Ernest Hemingway was an American writer and journalist, equally famous for his novels and his adventurous lifestyle. He was born on July 21, 1899 in Oak Park, near Chicago, into a well-to-do family. Not particularly interested in school, Ernest preferred to follow his father on fishing and hunting trips. In 1914, Europe became embroiled in World War One. Hemingway volunteered and was sent to the Italian front, where he was wounded and decorated for valor. In 1919, he returned to the US. He struggled to readapt to civilian life and begin to suffer from insomnia and depression. In 1921, he married Elizabeth Hadley Richardson and moved to Paris, where he made contact with other American intellectuals living there including Ezra Pound and F. Scott Fitzgerald. Hemingway made his living as a correspondent for a Toronto newspaper, writing stories and traveling around Europe.

In Spain, he developed a passion for bullfighting, which he compared to Greek tragedies. There he started the novel The Sun Also Rises, a story about the travels and disillusionment experienced by a group of Americans, set against a backdrop of bullfights in Pamplona. In 1927, he divorced Elizabeth and married the journalist Pauline Pfieffer. The newlyweds moved back to the US, to Key West, in Florida. There the writer began work on his novel A Farewell to Arms. In it, Hemingway drew on his experiences on the Italian front to write about love as consolation in the face of the horrors of war. The book was a huge success. He worked intensely over the following years, taking two trips to Europe and Africa. He wrote The Snows of Kilimanjaro and The Green Hills of Africa during this period.

Hemingway had become very popular. His books were adapted into plays and screenplays, and his life, between wars, women, and hunting, was draped in a romantic allure that seduced younger generations. In 1937 he was a special correspondent in Spain, reporting on the civil war between the republican government and General Franco’s nationalists.
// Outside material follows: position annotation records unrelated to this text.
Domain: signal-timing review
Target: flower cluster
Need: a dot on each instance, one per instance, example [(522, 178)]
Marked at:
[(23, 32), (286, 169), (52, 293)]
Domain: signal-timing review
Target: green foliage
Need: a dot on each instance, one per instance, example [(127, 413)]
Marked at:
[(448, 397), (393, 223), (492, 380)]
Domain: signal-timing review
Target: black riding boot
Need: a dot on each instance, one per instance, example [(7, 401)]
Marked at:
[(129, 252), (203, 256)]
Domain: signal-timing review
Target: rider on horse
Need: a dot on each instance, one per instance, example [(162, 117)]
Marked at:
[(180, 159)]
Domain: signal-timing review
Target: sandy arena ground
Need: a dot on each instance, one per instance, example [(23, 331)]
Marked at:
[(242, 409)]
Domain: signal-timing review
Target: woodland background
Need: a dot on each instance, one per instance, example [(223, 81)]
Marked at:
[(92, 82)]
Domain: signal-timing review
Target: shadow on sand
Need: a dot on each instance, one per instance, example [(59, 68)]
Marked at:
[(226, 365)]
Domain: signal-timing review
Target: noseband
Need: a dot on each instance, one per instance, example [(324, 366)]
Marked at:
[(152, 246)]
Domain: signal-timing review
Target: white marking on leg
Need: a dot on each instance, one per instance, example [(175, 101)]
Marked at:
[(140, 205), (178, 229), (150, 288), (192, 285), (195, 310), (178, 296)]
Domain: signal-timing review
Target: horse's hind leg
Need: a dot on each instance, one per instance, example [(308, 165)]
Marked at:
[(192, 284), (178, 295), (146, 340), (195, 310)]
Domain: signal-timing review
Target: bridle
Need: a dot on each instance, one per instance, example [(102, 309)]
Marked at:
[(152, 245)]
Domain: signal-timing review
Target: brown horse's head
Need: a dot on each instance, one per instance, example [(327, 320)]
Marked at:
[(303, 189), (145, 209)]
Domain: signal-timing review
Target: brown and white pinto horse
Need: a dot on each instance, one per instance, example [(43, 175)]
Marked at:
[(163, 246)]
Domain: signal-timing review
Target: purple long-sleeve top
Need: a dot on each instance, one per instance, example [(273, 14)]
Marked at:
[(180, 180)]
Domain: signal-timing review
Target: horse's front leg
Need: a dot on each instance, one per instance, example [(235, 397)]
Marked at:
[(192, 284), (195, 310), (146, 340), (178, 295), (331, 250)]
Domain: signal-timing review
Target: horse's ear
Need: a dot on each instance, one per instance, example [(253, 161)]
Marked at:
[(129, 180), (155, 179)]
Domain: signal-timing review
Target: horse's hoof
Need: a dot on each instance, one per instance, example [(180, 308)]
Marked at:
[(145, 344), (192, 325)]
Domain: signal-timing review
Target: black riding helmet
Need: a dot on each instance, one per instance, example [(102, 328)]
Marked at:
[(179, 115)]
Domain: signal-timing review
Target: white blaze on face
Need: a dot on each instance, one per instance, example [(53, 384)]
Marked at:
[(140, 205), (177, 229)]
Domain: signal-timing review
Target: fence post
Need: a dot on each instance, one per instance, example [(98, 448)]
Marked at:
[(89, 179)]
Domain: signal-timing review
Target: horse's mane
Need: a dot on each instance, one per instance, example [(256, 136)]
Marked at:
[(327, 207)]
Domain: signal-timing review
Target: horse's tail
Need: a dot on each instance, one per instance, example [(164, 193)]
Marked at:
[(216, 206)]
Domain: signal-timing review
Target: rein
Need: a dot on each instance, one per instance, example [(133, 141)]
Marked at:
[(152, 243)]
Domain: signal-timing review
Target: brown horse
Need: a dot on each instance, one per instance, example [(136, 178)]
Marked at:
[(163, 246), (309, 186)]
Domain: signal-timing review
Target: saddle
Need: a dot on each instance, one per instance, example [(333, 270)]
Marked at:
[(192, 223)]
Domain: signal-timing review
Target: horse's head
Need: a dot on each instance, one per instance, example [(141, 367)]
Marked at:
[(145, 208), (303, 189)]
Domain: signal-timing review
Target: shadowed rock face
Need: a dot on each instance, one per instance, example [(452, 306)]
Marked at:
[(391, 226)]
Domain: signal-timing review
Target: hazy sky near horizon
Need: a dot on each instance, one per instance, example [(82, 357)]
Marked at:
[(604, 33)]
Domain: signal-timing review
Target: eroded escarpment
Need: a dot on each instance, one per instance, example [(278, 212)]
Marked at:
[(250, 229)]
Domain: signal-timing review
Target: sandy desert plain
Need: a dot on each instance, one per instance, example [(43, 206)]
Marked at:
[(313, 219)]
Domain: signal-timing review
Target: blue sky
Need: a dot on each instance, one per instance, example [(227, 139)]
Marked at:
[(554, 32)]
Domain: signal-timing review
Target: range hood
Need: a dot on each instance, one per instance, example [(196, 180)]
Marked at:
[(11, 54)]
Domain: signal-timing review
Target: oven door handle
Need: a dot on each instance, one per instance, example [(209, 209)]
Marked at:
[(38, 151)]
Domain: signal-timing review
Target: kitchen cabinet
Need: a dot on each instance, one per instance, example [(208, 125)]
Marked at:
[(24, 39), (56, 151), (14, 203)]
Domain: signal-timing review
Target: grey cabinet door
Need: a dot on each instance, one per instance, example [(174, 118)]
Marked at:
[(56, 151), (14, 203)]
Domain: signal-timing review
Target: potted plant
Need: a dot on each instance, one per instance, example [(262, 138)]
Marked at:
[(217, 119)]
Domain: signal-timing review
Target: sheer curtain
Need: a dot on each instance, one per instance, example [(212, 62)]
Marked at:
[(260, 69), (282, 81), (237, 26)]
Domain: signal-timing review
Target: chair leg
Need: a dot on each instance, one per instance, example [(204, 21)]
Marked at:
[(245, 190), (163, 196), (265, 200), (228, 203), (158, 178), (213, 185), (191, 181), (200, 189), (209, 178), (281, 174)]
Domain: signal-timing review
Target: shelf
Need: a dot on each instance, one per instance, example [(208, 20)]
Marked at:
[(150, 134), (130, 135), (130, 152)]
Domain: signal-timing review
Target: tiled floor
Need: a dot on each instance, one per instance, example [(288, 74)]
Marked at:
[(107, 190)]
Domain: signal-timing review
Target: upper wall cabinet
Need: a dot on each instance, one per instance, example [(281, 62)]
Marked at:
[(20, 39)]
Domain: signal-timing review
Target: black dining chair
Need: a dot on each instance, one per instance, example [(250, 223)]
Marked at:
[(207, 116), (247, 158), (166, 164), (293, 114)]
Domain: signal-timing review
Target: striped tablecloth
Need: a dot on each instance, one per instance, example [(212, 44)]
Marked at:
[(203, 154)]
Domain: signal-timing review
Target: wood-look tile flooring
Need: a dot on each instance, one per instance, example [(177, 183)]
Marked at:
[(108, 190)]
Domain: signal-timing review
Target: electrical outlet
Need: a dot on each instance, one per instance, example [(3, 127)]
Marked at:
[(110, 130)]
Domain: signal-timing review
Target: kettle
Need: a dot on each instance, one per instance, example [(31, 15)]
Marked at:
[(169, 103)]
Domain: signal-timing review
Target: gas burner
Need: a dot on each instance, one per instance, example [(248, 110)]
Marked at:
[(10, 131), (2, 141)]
The Spanish conflict became the inspiration for his novel For Whom the Bell Tolls, another bestseller. Around that time, Hemingway moved to Cuba with his third wife, the writer Martha Gellhorn. In the 1940s he returned to Europe as a correspondent to report on World War Two. In 1946, he married for the fourth time and in 1952, he wrote the novella The Old Man and the Sea, about the epic struggle between a fisherman and a huge marlin. In 1953, The Old Man and the Sea won the Pulitzer prize. The following year, Hemingway was awarded the Nobel Prize. In 1960 he left his house in Cuba and went back to the US. His health was undermined by alcohol and he slid deeper into depression. Hemingway committed suicide in Ketchum, Idaho, on July 2, 1961, shooting himself with a shotgun. He was 61.